Jon Micah Sumrall: A One of a Kind Guitar

Jon Micah Sumrall recently published a new blog detailing the design and creation of his custom Breedlove instrument. The blog contains a number of photos, videos and sketches from the design and build - as well as detailed descriptions of the different aspects of the design and development process. Excerpt from Jon's website:

The Wood Selection

After lots of research and trying out numerous different guitars at the Breedlove factory I finally decided on a Bearclaw Sitka Spruce top and Myrtlewood back and sides.  The Bearclaw Sitka Spruce is a very stiff and versatile top wood that will lend itself well to heavy strumming, which is perfect for most of the songs I perform on stage.  It also has a really unique aesthetic that I think brings a beautiful and exotic look to the overall guitar.

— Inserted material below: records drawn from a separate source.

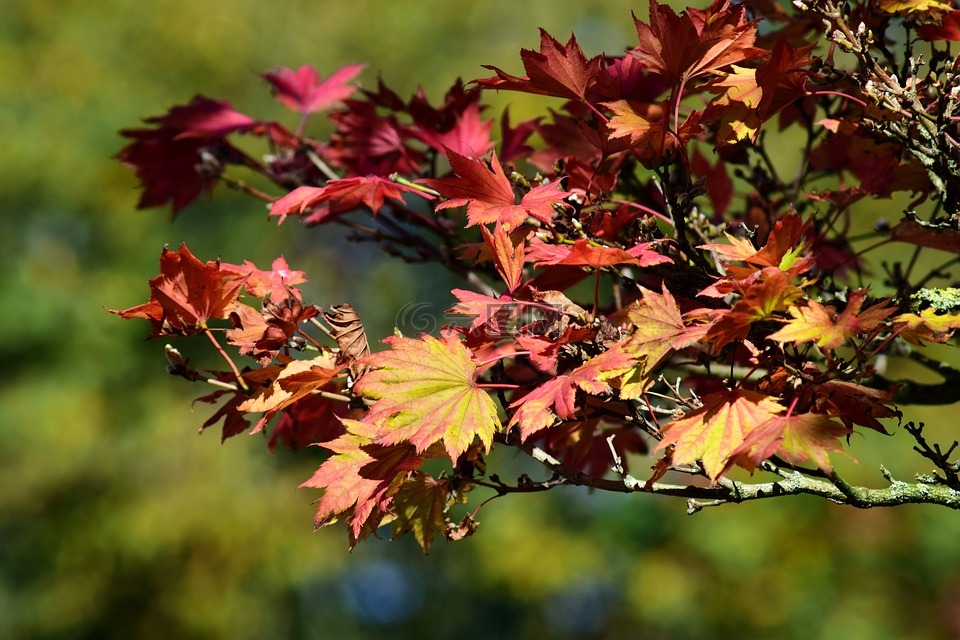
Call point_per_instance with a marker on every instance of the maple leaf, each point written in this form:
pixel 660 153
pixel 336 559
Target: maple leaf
pixel 312 419
pixel 783 249
pixel 582 252
pixel 234 418
pixel 422 506
pixel 649 129
pixel 513 140
pixel 760 301
pixel 854 403
pixel 697 42
pixel 303 91
pixel 366 143
pixel 560 70
pixel 795 439
pixel 338 197
pixel 274 284
pixel 714 433
pixel 659 329
pixel 507 256
pixel 298 379
pixel 425 393
pixel 361 478
pixel 185 295
pixel 948 29
pixel 469 136
pixel 165 157
pixel 492 314
pixel 813 322
pixel 556 398
pixel 489 195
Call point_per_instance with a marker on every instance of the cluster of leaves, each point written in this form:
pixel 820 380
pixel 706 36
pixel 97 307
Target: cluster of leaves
pixel 637 234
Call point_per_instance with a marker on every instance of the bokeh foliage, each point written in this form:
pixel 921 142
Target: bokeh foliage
pixel 116 520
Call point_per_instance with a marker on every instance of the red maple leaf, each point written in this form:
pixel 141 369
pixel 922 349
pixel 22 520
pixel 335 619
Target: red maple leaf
pixel 507 256
pixel 312 420
pixel 854 403
pixel 367 143
pixel 813 322
pixel 659 327
pixel 556 398
pixel 714 433
pixel 298 379
pixel 649 128
pixel 560 70
pixel 795 439
pixel 361 478
pixel 489 195
pixel 303 91
pixel 274 284
pixel 185 295
pixel 513 140
pixel 338 197
pixel 584 253
pixel 697 42
pixel 235 419
pixel 469 135
pixel 422 506
pixel 165 157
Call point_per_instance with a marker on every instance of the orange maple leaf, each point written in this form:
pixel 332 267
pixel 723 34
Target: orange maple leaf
pixel 796 439
pixel 699 42
pixel 814 322
pixel 556 398
pixel 714 433
pixel 361 478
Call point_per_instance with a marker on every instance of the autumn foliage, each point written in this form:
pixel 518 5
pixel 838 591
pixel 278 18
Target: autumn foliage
pixel 643 281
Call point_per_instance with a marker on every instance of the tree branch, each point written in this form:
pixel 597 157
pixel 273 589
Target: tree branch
pixel 791 483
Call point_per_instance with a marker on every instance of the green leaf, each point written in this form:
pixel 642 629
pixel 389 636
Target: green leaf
pixel 425 392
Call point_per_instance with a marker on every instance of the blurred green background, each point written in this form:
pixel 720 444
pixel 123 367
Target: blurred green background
pixel 118 521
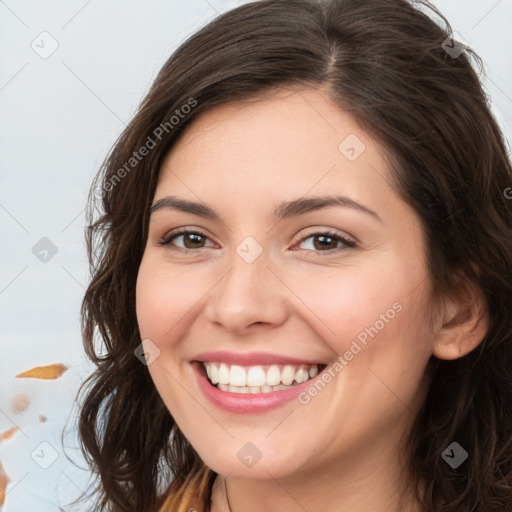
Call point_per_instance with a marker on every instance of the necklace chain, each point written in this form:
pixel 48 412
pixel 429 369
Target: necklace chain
pixel 227 498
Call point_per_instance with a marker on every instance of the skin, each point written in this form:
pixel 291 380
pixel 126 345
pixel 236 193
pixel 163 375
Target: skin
pixel 344 449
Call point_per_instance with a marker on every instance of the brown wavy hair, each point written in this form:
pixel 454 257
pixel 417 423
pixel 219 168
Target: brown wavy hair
pixel 385 62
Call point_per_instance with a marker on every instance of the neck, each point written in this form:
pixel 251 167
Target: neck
pixel 362 481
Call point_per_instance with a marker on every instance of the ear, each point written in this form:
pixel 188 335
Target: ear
pixel 464 322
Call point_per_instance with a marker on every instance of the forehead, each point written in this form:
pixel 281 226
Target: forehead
pixel 279 146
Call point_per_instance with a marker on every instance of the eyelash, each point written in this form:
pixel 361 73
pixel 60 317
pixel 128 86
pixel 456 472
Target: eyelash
pixel 350 244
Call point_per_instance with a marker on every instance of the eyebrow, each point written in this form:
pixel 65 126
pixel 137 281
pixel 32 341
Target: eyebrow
pixel 283 210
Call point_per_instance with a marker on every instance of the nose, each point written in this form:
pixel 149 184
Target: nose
pixel 248 296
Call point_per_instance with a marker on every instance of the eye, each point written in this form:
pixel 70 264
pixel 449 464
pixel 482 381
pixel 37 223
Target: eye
pixel 326 239
pixel 192 237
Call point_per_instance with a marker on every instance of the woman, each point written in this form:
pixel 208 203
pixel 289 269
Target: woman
pixel 302 274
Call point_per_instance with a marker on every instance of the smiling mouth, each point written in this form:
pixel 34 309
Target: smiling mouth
pixel 258 378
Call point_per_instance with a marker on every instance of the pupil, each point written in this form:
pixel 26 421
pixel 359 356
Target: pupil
pixel 324 238
pixel 192 236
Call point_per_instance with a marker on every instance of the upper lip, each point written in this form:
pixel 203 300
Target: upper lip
pixel 251 358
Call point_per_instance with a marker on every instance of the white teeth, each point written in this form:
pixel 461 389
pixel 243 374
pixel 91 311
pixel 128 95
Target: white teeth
pixel 301 376
pixel 237 376
pixel 223 373
pixel 273 375
pixel 256 376
pixel 258 379
pixel 288 375
pixel 214 373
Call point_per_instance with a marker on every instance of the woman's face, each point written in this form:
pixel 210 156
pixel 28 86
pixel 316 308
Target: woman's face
pixel 264 290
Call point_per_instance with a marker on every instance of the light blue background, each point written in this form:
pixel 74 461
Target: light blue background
pixel 59 117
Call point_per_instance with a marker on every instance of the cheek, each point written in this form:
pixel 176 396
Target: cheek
pixel 164 297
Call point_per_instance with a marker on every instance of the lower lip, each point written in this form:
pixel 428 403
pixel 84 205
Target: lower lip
pixel 247 403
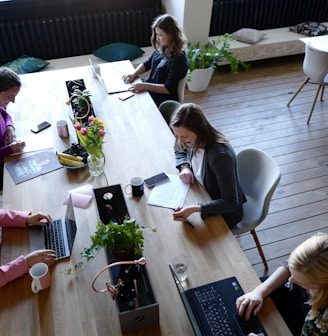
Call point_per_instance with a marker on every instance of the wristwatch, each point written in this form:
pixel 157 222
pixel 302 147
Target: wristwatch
pixel 183 166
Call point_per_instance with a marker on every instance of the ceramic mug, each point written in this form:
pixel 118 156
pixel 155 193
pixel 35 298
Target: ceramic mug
pixel 135 187
pixel 41 278
pixel 62 128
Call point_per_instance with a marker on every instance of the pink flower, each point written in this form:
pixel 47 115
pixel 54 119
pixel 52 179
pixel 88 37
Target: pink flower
pixel 77 126
pixel 84 131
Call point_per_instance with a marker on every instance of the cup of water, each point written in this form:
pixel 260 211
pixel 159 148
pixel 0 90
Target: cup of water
pixel 180 266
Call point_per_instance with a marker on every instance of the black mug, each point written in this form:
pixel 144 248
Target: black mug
pixel 135 187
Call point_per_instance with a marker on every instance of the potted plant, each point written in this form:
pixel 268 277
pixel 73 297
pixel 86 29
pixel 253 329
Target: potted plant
pixel 203 62
pixel 122 240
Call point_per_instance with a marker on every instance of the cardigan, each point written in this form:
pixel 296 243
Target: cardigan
pixel 5 121
pixel 168 71
pixel 18 266
pixel 219 173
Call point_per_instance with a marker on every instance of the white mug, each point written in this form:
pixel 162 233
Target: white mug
pixel 62 128
pixel 135 187
pixel 41 278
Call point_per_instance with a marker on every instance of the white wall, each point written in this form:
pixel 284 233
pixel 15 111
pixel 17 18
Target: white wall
pixel 193 15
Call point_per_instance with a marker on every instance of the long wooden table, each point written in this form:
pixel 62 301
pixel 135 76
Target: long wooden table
pixel 138 143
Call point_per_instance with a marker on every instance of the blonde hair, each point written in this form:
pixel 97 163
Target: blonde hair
pixel 171 27
pixel 311 259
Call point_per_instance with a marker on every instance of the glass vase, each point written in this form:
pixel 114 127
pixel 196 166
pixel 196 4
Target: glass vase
pixel 96 165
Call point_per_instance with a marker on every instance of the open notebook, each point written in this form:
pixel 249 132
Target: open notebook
pixel 110 78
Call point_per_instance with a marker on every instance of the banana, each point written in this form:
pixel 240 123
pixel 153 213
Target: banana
pixel 71 163
pixel 69 157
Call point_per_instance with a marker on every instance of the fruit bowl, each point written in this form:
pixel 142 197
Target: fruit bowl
pixel 74 157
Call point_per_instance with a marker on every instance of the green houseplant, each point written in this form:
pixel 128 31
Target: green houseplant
pixel 122 240
pixel 116 238
pixel 204 61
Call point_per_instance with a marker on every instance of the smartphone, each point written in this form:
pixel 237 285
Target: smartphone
pixel 156 179
pixel 41 127
pixel 125 96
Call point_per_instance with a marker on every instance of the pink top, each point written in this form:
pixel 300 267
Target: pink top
pixel 18 266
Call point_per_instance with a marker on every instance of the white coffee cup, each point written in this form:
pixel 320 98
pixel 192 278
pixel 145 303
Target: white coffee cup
pixel 135 187
pixel 41 278
pixel 62 128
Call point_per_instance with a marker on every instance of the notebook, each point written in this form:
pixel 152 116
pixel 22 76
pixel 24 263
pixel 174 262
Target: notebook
pixel 58 235
pixel 110 79
pixel 211 309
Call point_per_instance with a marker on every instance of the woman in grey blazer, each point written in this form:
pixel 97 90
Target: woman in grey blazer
pixel 204 154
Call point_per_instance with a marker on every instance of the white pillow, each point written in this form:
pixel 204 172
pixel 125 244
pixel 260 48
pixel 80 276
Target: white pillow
pixel 248 35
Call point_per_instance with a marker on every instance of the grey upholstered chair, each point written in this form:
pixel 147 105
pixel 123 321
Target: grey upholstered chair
pixel 315 67
pixel 167 108
pixel 181 88
pixel 259 176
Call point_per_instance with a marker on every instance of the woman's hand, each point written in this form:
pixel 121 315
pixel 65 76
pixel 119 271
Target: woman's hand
pixel 129 78
pixel 181 214
pixel 38 219
pixel 17 147
pixel 187 176
pixel 46 256
pixel 249 302
pixel 10 135
pixel 138 87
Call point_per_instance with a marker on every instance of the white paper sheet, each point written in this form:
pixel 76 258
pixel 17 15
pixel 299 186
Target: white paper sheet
pixel 171 194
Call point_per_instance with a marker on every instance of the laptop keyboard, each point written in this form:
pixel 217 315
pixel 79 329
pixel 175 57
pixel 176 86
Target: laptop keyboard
pixel 214 311
pixel 54 239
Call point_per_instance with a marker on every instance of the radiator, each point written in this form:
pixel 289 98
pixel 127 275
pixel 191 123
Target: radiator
pixel 73 35
pixel 231 15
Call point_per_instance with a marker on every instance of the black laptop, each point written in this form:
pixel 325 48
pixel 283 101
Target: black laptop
pixel 59 235
pixel 211 309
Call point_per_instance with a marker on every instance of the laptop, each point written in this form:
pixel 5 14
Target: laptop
pixel 110 78
pixel 212 310
pixel 58 235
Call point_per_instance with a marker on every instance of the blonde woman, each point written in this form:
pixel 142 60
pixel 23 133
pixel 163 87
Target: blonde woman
pixel 168 64
pixel 307 268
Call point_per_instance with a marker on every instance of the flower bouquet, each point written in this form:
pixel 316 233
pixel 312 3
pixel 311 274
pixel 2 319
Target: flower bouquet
pixel 91 136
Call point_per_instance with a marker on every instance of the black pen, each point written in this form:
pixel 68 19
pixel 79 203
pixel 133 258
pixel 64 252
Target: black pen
pixel 185 220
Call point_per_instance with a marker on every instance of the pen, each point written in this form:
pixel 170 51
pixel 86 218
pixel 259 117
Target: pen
pixel 185 220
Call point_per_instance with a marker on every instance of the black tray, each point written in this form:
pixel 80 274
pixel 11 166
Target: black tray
pixel 114 209
pixel 72 85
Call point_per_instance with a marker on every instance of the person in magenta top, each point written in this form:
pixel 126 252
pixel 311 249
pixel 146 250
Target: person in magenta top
pixel 10 85
pixel 21 265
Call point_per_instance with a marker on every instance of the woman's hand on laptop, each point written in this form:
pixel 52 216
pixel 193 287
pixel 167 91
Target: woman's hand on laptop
pixel 46 256
pixel 38 219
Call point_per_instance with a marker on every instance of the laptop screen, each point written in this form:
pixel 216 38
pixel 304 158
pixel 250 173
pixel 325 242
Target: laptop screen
pixel 212 310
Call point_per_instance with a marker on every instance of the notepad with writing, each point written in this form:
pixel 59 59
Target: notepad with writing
pixel 171 194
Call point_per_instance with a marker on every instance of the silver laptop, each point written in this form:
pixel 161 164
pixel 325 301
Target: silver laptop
pixel 110 78
pixel 58 235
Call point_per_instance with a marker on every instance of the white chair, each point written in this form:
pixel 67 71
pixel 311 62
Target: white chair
pixel 315 67
pixel 259 176
pixel 181 88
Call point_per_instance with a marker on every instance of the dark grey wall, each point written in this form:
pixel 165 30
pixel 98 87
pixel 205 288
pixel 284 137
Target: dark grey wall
pixel 35 8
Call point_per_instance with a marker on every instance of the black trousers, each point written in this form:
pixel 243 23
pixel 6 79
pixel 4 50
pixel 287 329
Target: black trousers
pixel 292 306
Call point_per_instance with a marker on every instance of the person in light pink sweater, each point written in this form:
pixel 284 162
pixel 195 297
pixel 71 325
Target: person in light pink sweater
pixel 21 265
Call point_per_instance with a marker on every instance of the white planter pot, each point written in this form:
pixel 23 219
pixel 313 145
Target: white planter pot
pixel 200 79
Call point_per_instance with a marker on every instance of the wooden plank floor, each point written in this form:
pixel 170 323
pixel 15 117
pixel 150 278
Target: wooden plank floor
pixel 251 109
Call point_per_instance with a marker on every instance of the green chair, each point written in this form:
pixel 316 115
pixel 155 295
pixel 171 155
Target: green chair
pixel 167 108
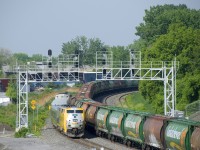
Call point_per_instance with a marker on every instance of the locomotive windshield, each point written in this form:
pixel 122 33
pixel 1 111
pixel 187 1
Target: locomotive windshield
pixel 79 111
pixel 70 111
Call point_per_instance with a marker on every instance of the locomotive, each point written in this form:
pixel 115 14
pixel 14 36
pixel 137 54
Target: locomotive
pixel 146 130
pixel 70 120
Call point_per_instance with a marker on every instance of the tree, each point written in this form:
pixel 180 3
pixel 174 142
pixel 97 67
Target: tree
pixel 5 57
pixel 158 19
pixel 170 31
pixel 86 48
pixel 184 43
pixel 11 91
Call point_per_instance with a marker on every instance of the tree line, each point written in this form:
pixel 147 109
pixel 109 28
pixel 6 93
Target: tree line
pixel 167 31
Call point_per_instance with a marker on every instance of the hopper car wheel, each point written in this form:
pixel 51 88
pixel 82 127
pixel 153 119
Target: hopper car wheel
pixel 129 143
pixel 148 148
pixel 99 134
pixel 124 142
pixel 109 137
pixel 112 138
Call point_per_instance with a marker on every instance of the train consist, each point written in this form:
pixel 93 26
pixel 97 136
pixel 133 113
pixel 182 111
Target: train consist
pixel 146 130
pixel 70 120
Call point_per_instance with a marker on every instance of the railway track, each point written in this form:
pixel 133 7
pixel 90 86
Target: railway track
pixel 90 141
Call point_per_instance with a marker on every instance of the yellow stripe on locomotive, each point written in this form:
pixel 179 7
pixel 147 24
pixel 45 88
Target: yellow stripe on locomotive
pixel 71 121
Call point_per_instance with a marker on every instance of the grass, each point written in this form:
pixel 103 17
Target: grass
pixel 8 115
pixel 135 101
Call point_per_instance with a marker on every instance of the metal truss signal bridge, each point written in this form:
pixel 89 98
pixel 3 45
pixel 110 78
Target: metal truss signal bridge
pixel 135 69
pixel 65 70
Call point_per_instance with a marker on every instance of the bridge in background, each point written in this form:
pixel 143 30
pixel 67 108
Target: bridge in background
pixel 67 69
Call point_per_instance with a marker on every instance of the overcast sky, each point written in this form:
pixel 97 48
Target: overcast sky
pixel 34 26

For the back and sides I decided to use Myrtlewood.  Myrtlewood is a very unique, exotic wood that only grows two places in the world.  It can be found on the Oregon and Northern California coast and in Israel.  Being born and raised in Oregon, I like to joke that Myrtlewood only grows in “God’s Country.”  Myrtlewood also has unique figuring that again complements the overall beauty of the guitar.  As for the sound, this wood is often described as having the warmth of Rosewood with the clarity of Maple.  It really is the closest I have ever heard to having the best of both worlds of clarity and warmth.

Once I had selected what type of wood I wanted to use for the guitar, I had the opportunity to select the exact piece of wood that my guitar would be built from.  I went through stacks of Master Class grade wood to find the perfect selection for my guitar.  It was amazing to see how much the individual slices of wood varied within each species.  The coloration and wood grain was sometimes so different I was almost unsure I was looking at the same type of wood.  Getting to select the exact wood for my guitar was a really special experience.  I was able to pick the exact grain and coloration I wanted.  This was a very difficult decision as there were so many great options.  After separating my initial favorites, I took my time imagining what each sheet of wood might look like once it was shaped into a guitar.  I finally made my selections and signed my name on the pieces of wood I had selected.  The biggest part of the selection process was now finished, but I still had lots of decisions to make as I still needed to select each individual option on the rest of the guitar.  This was only the beginning of many more difficult decisions!